One of the biggest fears I see my friends and co-workers  have is the fear of asking for what they want.  I am guilty of this myself. Asking for what we want is awkward and intimidating. Many times we are afraid to ask because we are afraid of what others will think or say. Whether its for a salary increase, job promotion, or advice on a new business, we all fear rejection. Me personally, I have always feared denial when asking a girl out and what others think of my ideas.

However, I recently read “What I Wish I Knew When I Was 20” by Tina Seeling that brought to light a story about a gentleman who was nothing special but always seemed to have dates with very attractive and intelligent woman . When asked how he scored dates, he simply explained that he asked every girl he met and was interested in on a date. This gentleman explained that he got denied all the time but that every so often one would say yes. This man is a genius. He discovered early on, that all is takes is one yes.  All he did was ask for what he wanted.

If you want to get the best prices while traveling, all you need to do is ask for what you want. Below are the best ways that I have found to get the best prices while traveling abroad.


Ask Around

One of easiest things to do is to ask what others paid for the things you want. Whenever I check into a hostel, I start conversations with random people and eventually learn about where they have been, what they have done, and most importantly what they paid.  Locals will try to find the price that you are willing to pay for the value you receive. This is a value-based pricing tactic and all tourist pricing is value-based pricing which many times results in high mark-up prices and room to negotiate.

The best story I have is from when I went to book a day tour to the Sacred Valley in Peru. I asked how much the tour was and they wanted 90 soles or around $30.  I respectfully smiled and said I would pay 25 soles which was around $8 at the time. The tourist lady laughed and responded “inteligente gringo” or intelligent tourist (a nice way to put it) and accepted my offer. Now the reason I knew how much to pay was because I asked several people at my hostel how much they paid for that tour. Many of them said 30 soles. Therefore, I knew I could probably negotiate the tour for a little less.


Ask Multiple Vendors

Before I every buy something abroad, specifically goods or tourist packages, I ask multiple vendors how much they want for there product. It’s crazy but I have gotten price fluctuations of over 500% for the same product! In Peru I went to buy a blanket for my mother and asked different vendors their prices. I heard ranges from $10 to $40. For the same blanket!  I then went back to the vendor who was asking $10 and negotiated it down to $8 by telling them I had alternatives. It is not disrespectful and in many cultures a powerful negotiator is respected.

Show them the Cash

Whenever you negotiate in local markets, offer the vendor your price and then show the vendor the cash. Never show the vendor more that what you want to pay for the product. Always show them the exact amount you are willing to pay. If you show the vendors more cash than you are willing to pay, they will try to get more money out of you. Its human instinct to accept an offer on something when you see the cash.

Find an Alternative

Last semester in my Persuasion and Negotiation course we spent several hours on the concept of finding a BATNA. A BATNA is your best alternative to the negotiated agreement. When looking to negotiate overseas, you must have a BATNA. If you do not have a better alternative to what you are negotiating for, you simply have no power in the negotiation. Before negotiating a better price, be sure you have an alternative option.

Get Creative 

Lastly, get creative in your negotiations. Before you lock in a rate on anything overseas, take time to think how you could gain additional value for free. The best creativity I found was how to negotiate better rates at hostels.

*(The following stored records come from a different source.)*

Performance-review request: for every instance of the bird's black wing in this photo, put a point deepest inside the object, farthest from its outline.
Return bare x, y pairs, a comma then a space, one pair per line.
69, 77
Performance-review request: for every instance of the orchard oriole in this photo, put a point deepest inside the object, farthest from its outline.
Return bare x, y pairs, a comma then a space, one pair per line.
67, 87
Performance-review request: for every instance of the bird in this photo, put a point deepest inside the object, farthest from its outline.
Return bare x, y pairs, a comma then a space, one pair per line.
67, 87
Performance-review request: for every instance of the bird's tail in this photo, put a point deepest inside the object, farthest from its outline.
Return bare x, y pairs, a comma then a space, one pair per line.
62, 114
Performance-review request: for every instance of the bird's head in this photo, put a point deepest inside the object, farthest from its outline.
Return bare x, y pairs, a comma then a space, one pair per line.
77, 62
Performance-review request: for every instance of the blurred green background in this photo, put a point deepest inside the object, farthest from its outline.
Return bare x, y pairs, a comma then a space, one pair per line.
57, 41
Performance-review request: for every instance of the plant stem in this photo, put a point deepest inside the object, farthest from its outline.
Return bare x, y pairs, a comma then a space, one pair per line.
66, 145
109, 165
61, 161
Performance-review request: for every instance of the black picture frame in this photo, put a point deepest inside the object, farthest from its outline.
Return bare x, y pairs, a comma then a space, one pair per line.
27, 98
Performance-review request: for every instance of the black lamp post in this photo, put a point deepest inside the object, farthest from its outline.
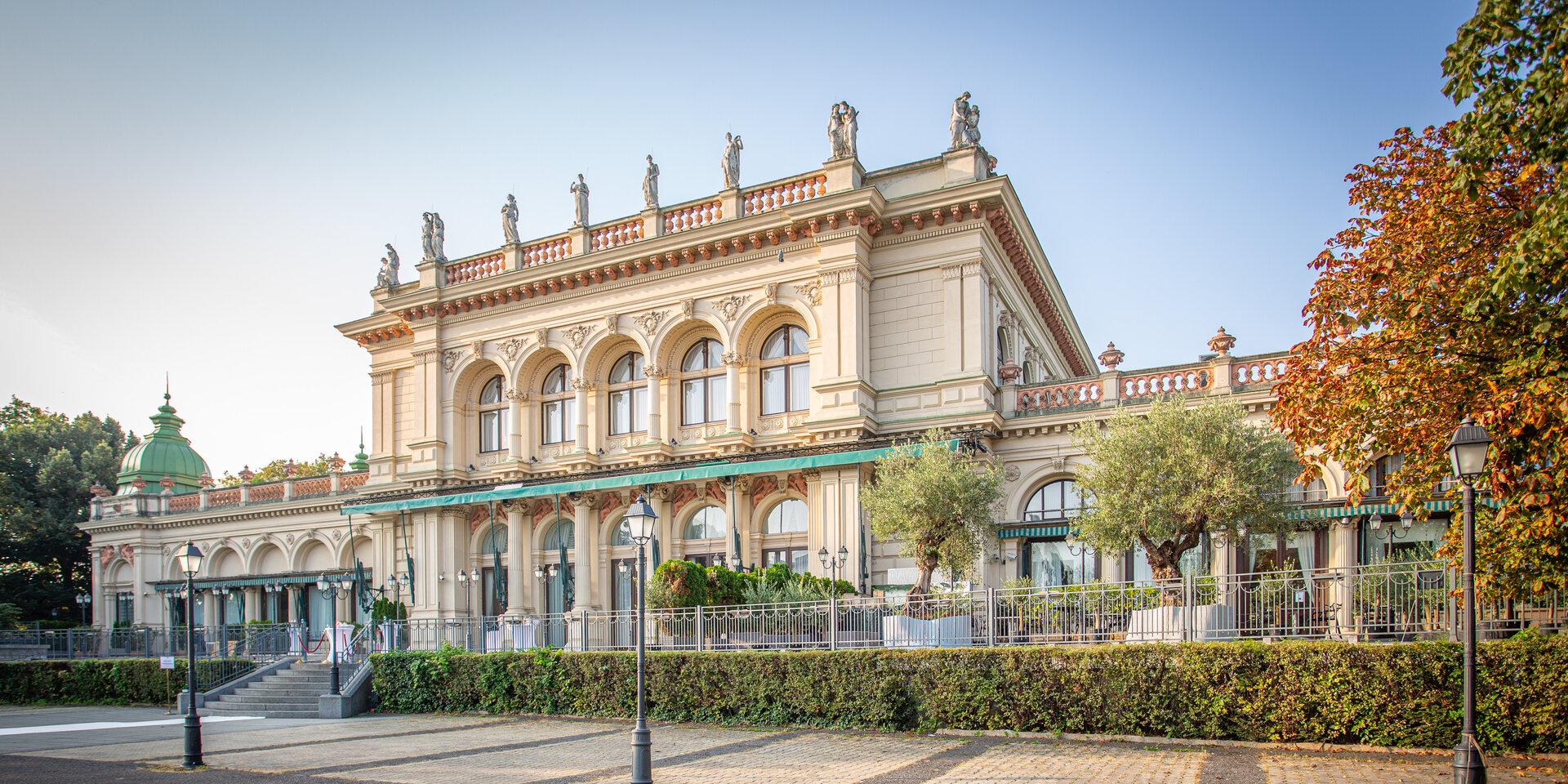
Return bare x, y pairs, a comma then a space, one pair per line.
1468, 457
330, 587
838, 562
189, 560
640, 519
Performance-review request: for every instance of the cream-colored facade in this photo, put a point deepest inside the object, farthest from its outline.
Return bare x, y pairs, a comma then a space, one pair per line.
813, 315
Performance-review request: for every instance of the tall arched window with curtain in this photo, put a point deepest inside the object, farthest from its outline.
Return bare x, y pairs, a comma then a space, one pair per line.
627, 395
1048, 555
492, 416
705, 394
786, 372
557, 410
705, 535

If  I am staying for at least five nights at a hostel, Ill ask for a free night before booking. If it is down season or the hostel is not booked up,  you will get that free night because they need  your business! Also, I noticed early into my travels that if I wanted to extend my stay at a hostel, I would be locked in at the rate I paid online for my previous night. However, keep in mind when you book online, booking websites charge a service fee, sometimes as much as 20%. Therefore, when asking to stay for additional nights, ask for a discount since the hostel is not paying a service fee. The hostels will initially say no. But if follow up with saying you are going to rebook online, you will be surprised at the discount you will get to avoid paying the service fees! It has worked every time for me.

Overall, traveling abroad has taught me a value lesson. Never being afraid to ask for what you want in life.  While I have had my fair share of awkward moments asking for what I want, I have been overall been successful in negotiating. Asking for what you want and trying strategies like the ones above, can save you hundreds of dollars abroad!